Hybrid refractive-diffractive lenses [Flores et al. 2004; Stone and George 1988; Wang et al. 2016] have showcased the great potential for next-generation optical imaging systems with a compact form factor, powerful information encoding capability, and outstanding light efficiency. Existing works on hybrid lenses can be summarized into two groups.
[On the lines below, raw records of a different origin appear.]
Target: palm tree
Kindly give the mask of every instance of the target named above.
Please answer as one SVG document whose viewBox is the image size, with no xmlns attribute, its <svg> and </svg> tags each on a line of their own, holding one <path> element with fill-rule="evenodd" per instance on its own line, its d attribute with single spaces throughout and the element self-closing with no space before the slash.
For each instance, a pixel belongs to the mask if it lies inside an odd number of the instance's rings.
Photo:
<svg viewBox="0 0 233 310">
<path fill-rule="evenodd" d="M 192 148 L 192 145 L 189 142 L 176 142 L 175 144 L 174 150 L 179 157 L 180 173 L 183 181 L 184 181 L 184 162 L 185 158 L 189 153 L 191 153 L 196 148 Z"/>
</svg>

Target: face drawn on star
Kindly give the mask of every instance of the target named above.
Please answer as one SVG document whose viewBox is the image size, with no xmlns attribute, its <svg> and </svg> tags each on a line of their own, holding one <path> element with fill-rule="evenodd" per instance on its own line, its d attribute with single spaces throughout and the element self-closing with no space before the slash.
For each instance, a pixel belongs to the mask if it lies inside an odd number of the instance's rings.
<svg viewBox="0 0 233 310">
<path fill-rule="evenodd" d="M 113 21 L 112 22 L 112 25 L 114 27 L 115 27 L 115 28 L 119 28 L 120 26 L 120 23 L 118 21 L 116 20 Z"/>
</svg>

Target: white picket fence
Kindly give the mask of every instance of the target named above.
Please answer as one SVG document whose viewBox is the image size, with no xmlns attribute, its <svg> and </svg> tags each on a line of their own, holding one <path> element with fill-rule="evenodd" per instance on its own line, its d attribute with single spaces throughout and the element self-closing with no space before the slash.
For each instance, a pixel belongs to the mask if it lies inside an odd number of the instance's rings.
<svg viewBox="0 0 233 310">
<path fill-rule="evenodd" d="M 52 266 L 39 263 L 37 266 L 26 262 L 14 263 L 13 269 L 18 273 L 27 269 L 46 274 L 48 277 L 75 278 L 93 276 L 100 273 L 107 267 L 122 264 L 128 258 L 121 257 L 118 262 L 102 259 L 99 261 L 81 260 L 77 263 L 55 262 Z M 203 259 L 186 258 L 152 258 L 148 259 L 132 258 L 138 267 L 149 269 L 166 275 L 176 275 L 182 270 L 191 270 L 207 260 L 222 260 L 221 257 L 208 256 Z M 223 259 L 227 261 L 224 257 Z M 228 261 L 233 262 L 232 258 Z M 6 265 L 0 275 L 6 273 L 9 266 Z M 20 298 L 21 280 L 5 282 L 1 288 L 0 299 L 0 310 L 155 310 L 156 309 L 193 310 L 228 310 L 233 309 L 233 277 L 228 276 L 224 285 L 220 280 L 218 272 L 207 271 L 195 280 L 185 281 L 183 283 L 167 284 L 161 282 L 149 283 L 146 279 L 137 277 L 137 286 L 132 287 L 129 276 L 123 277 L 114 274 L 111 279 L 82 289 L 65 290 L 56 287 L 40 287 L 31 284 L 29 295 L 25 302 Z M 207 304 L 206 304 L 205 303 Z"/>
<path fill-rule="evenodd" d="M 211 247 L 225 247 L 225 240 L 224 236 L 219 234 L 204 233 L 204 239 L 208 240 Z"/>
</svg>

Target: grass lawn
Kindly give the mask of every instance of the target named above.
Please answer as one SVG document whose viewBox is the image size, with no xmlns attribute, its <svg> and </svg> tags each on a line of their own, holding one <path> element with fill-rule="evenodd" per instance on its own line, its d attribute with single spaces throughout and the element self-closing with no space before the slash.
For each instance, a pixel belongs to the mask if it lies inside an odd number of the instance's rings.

In classical optical design, the DOE is primarily utilized for chromatic aberration correction with reduced physical size, given the reversed direction of dispersion in diffractive and refractive optics [Chen et al. 2018; Flores et al. 2004; Stone and George 1988; Wang et al. 2016]. For instance, Canon has revealed several patents for compact hybrid refractive-diffractive lenses [Minami and Yamada 2011]. Although the simulation and design process of these products are not publicly known, they use slowly varying phase patterns for which ray-tracing approaches work well. In more recent end-to-end optical design works [Shi et al. 2022; Sun et al. 2020; Wu et al. 2019], where the DOE is typically designed with more complex phase patterns, sometimes even discontinuous with pixel-wise optimization, the ray-tracing models fail. Although existing end-to-end optical design works have demonstrated remarkable performance in numerous applications, the idealization of the DOE as a thin phase plate under the paraxial approximation is inaccurate. This limitation restricts the designed DOE to function only for low aberrations and small FoV when combined with refractive lenses. Additionally, the paraxial optics model can not optimize the refractive lens. So far, there is no existing work that can accurately simulate and optimize refractive lenses with complex and discontinuous diffractive surfaces.

3 Methods

3.1 Differentiable Ray-Wave Imaging Model

Considering a hybrid refractive-diffractive lens with the DOE at the last surface, where diffraction mainly occurs on the DOE surface (see e.g., Fig. 2). We propose a differentiable ray-wave method to accurately model the optical aberrations and diffractive phase modulation. The ray-wave model consists of two parts: coherent ray tracing to calculate the aberrated complex wave field at the DOE plane, followed by DOE phase modulation and free-space wave propagation to the sensor plane, where the PSF is calculated.

Fig. 2:

3.1.1 Coherent Ray Tracing.

Monte Carlo ray tracing [Lafortune 1996; Li et al. 2018; Wang et al. 2022] is a widely used method to simulate light propagation by modeling optical light as a group of rays. In the coherent ray tracing stage, we sequentially calculate the ray intersection \(\mathcal {I}\) and refraction \(\mathcal {R}\) at each lens surface \(\mathcal {S}\) for each ray, recording the position o, direction d, and phase ϕ. The ray tracing process through a refractive lens can be represented as:

\begin{equation} \left\lbrace \begin{array}{l}\mathcal {I}_{n}(\mathcal {S}_{n}): (\mathbf {o}^{n-1}, \mathbf {d}^{n-1}, \phi ^{n-1}, \lambda) \mapsto (\mathbf {o}^{n}, \mathbf {d}^{n-1}, \phi ^{n}, \lambda),\\ \mathcal {R}_{n}(\mathcal {S}_{n}): (\mathbf {o}^{n}, \mathbf {d}^{n-1}, \phi ^{n}, \lambda) \mapsto (\mathbf {o}^{n}, \mathbf {d}^{n}, \phi ^{n}, \lambda),\\ (\mathbf {o}, \mathbf {d}, \phi , \lambda) = (\mathcal {R}_{N}\mathcal {I}_{N}\ldots \mathcal {R}_{1}\mathcal {I}_{1})(\mathbf {o}^{0}, \mathbf {d}^{0}, \phi ^{0}, \lambda), \end{array} \right. \end{equation}

(1)

where λ is the wavelength of the light, and N is the number of lens surfaces. The phase change ϕ is calculated by the optical path difference. We assume the point light source is coherent, and all rays have the same initial phase. The intersection \(\mathcal {I}\) can be solved by Newton’s method and the refraction \(\mathcal {R}\) can be solved by Snell’s law, which have been described in detail in existing works [Chen et al. 2021; Wang et al. 2022; Yang et al. 2023a]. Double-precision arithmetic is used to address the precision problem during the phase calculation, as the wavelength of optical rays is much smaller than the physical size of the optical lens.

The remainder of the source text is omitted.